A patient with HF is placed on a low-sodium diet. Which statement by the patient indicates that the nurses nutritional teaching plan has been effective?
A) I will have a ham and cheese sandwich for lunch.
B) I will have a baked potato with broiled chicken for dinner.
C) I will have a tossed salad with cheese and croutons for lunch.
D) I will have chicken noodle soup with crackers and an apple for lunch.
Ans: B
Feedback:
The patients choice of a baked potato with broiled chicken indicates that the teaching plan has been effective. Potatoes and chicken are relatively low in sodium. Ham, cheese, and soup are often high in sodium.

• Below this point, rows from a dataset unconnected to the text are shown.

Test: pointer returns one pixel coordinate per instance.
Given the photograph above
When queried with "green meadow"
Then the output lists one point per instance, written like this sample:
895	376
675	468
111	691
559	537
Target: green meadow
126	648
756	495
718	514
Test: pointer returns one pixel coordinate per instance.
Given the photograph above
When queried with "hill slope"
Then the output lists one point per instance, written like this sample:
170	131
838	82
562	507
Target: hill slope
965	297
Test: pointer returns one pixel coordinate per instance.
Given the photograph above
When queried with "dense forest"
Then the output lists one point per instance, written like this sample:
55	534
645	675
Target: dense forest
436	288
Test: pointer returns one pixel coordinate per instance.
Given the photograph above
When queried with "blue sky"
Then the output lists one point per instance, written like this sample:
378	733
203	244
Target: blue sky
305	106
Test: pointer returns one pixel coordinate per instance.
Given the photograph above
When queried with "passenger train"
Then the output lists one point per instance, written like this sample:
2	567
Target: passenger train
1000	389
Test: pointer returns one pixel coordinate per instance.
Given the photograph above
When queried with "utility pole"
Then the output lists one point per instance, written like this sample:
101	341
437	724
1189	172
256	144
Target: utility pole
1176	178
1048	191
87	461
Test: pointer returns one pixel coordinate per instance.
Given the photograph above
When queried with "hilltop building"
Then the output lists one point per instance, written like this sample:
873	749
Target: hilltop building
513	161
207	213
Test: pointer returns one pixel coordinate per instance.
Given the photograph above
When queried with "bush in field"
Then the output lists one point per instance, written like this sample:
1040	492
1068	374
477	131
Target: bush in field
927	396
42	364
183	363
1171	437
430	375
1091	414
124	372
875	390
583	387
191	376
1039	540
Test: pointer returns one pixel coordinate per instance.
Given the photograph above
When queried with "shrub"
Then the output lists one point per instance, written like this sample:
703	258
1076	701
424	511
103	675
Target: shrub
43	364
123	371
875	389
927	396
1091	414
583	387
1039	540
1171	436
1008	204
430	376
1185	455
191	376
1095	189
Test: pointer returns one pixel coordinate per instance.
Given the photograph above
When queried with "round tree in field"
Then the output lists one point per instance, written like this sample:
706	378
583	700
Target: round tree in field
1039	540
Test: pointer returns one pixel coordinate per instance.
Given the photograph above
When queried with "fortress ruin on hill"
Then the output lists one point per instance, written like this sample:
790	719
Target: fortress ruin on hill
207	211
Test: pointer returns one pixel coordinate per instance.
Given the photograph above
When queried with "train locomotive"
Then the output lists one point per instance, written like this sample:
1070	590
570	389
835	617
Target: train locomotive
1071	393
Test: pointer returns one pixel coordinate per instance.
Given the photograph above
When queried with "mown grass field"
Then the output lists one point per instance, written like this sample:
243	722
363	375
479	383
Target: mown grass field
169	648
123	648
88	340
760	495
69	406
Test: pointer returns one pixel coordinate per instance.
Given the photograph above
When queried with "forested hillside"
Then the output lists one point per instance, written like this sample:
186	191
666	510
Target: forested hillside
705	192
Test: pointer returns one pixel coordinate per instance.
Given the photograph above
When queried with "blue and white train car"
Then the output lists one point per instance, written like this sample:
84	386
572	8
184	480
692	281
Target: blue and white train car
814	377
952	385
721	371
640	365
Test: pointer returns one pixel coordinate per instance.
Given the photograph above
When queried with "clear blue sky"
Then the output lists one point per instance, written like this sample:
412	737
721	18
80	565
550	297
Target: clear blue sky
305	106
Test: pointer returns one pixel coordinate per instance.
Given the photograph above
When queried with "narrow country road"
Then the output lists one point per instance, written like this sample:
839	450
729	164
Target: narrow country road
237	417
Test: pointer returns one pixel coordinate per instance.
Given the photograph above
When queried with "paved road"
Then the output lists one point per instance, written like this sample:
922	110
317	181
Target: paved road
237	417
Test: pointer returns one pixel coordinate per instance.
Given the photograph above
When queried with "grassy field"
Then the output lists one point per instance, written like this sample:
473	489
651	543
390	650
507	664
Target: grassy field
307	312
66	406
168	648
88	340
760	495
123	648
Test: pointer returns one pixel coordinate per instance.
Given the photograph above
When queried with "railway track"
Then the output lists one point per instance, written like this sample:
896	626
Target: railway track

The nurses comprehensive assessment of a patient who has HF includes evaluation of the patients hepatojugular reflux. What action should the nurse perform during this assessment?
A) Elevate the patients head to 90 degrees.
B) Press the right upper abdomen.
C) Press above the patients symphysis pubis.
D) Lay the patient flat in bed.
Ans: B
Feedback:
Hepatojugular reflux, a sign of right-sided heart failure, is assessed with the head of the bed at a 45- degree angle. As the right upper abdomen (the area over the liver) is compressed for 30 to 40 seconds, the nurse observes the internal jugular vein. If the internal jugular vein becomes distended, a patient has positive hepatojugular reflux.